Norman Glatzer, geboren 1993 in Berlin, ist Pilzsachverständiger. Nach Auslandsaufenthalten in Marokko und Indien war er in Berlin als Buchhändler und in der freien Theaterszene tätig.

Schluchtwald –
Die Natur geht steil


»Alles Gute kommt von oben!«, sprach die Weinbergschnecke und starb. Sie lebte am Fuße einer tiefen Schlucht, und frisches Wasser tropfte regelmäßig auf sie herab. Doch wo Schluchten sind, da fliegen nicht nur Wassertropfen, sondern auch mal Steine durch die Luft. Große Steine.

Schluchten sind äußerst raue Lebensräume. Schon ihre Entstehung ist nichts für schwache Nerven. Alles beginnt mit einem Fluss. Wenn die Bedingungen passen, schleift sich dieser immer tiefer durchs Gestein nach unten und formt ein Tal. Dieser einschneidende Vorgang ist keine flotte Nummer. Nein, der Schnitt dauert Ewigkeiten und will einfach nicht aufhören. Ein bisschen so, als würde man mit einem Messer in der Hand zur Welt kommen und sich damit, kaum geboren, bei Tag und bei Nacht immer tiefer in einen Finger ritzen, bis ans Lebensende. Der Fluss, der sich da in sadistischster Manier ins Gestein einkerbt, leistet diesen Kraftakt nicht allein. In ihm befinden sich Sand und kleine Steine, die wiederum beim Schleifen und Schneiden helfen. So hinterlistig ist es, das Wasser.
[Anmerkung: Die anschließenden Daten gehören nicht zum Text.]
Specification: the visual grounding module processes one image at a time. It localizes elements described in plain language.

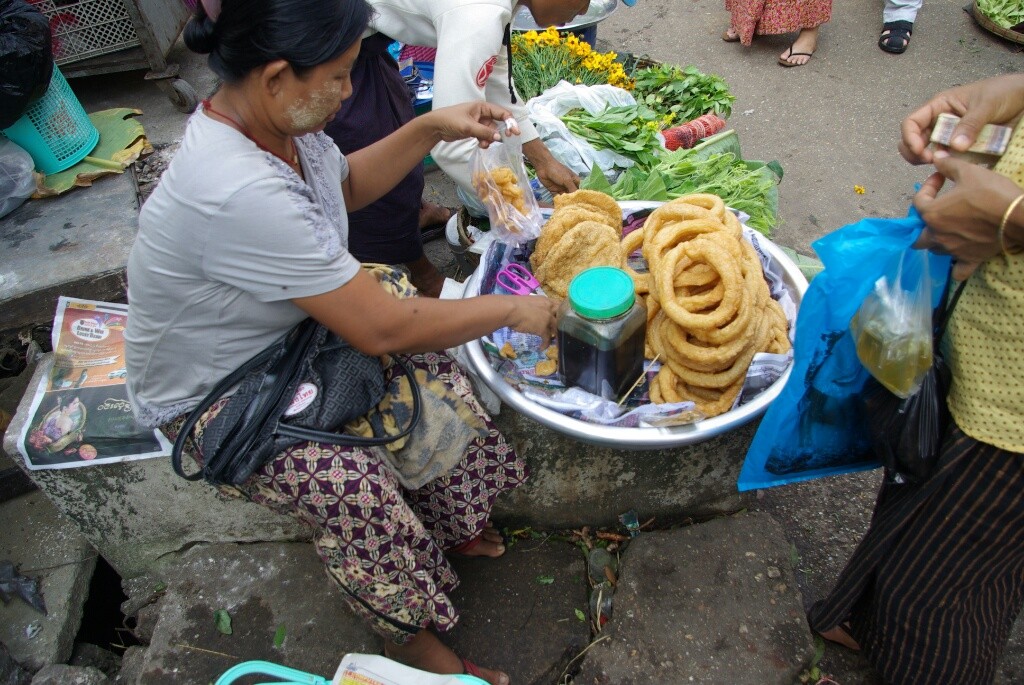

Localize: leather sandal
[879,22,913,54]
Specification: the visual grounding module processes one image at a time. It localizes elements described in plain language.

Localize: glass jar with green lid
[558,266,647,400]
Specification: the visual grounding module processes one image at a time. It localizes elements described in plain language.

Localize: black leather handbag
[171,318,422,485]
[861,274,966,483]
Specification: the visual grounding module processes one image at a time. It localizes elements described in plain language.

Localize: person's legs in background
[325,34,444,297]
[879,0,924,54]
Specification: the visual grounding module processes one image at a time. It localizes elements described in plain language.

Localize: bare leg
[420,200,452,230]
[384,630,509,685]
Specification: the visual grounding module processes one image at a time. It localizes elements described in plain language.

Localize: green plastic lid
[569,266,636,318]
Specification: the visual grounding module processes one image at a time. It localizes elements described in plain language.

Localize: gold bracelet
[997,192,1024,257]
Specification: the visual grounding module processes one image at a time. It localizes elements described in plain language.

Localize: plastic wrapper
[850,249,932,398]
[0,138,36,217]
[737,202,949,490]
[0,0,53,129]
[472,129,544,245]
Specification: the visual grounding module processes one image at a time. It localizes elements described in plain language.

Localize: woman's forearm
[293,271,557,354]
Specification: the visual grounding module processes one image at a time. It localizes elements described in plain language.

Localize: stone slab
[0,170,138,330]
[575,514,814,685]
[0,491,96,672]
[443,539,590,685]
[495,406,758,528]
[132,543,382,685]
[3,354,308,579]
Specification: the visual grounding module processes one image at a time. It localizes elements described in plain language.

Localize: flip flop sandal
[879,22,913,54]
[459,656,508,683]
[818,620,860,651]
[420,207,455,245]
[778,43,814,68]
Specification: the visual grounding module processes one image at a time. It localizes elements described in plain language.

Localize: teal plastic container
[3,66,99,175]
[558,266,647,401]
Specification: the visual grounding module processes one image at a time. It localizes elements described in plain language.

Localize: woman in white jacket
[326,0,590,295]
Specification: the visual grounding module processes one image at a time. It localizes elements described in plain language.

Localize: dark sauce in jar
[558,266,647,400]
[558,328,645,400]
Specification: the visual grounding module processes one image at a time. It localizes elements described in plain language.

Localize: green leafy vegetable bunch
[561,104,672,169]
[633,65,736,123]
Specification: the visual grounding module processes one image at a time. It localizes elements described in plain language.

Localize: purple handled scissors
[496,264,541,295]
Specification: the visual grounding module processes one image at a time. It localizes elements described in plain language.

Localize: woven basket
[971,0,1024,45]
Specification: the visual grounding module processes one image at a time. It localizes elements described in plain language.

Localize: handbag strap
[171,318,316,480]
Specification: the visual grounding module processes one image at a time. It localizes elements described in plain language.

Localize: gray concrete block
[495,406,758,528]
[441,540,590,685]
[32,663,111,685]
[133,543,382,685]
[0,491,96,672]
[0,642,32,685]
[4,354,308,579]
[32,663,111,685]
[575,514,814,685]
Durchtrennt gnadenlos majestätische Gesteinsschichten mithilfe von kleinen Popelsteinen. Wir Menschen nennen diesen Prozess, bei dem sich ein Fluss immer tiefer in ein Tal schneidet, Erosion. Ein Begriff, der fast so klingt, als wäre da Eros, der Gott der begehrlichen Liebe, im Spiel. Doch von Liebe kann bei diesem Akt der Gewalt wirklich keine Rede sein. Das Wort Erosion hat daher auch keine göttliche Herkunft, sondern eine lateinische. Es kommt vom Wort erosio, was so viel wie »das Zerfressenwerden« bedeutet.

Springen wir nun ein paar Jahrtausende vorwärts und schauen uns das prächtige Tal an, das entstanden ist. Das Wasser schneidet sich nach wie vor fröhlich durchs Gestein. Mittlerweile sind links und rechts vom Fluss jedoch hochaufragende Wände entstanden. Die Schlucht ist geboren! Und in ihr, da lebt’s. Es grünt und blüht und flattert und schwirrt. Zumindest aus menschlicher Sicht. Aus Sicht des Gesteins klafft da eine riesige, immer tiefer werdende Wunde, in der sich alles Mögliche an Leben angesiedelt hat. Von wegen Zeit heilt alle Wunden. Schon Jahrtausende sind vergangen, und die verfluchte Wunde wird einfach immer tiefer! Nun aber genug mit der gesteinszentrierten Sichtweise auf die Dinge. Schauen wir uns mal genauer an, wer da alles so lebt.

Abgründige Bäume


Eine Schlucht ist so wie ihre Geschichte: dunkel und feucht. Sonnenlicht ist hier ein selten gesehener Gast. Wasser hingegen ist nicht nur unten im schneidenden Fluss anzutreffen, sondern befeuchtet auch die Hänge selbst. Der Boden ist hier nicht der stabilste, er lässt sich eher als geröllig bezeichnen. Wenn es viel regnet, rutschen, rollen und fliegen die einen oder anderen Steine oder Felsen durch die Gegend. An so einem mitreißenden Ort fühlen sich Bäume am wohlsten, die sich besonders gut festhalten können. Dazu gehören insbesondere Berg-Ahorn, Berg-Ulme, Esche und Linde.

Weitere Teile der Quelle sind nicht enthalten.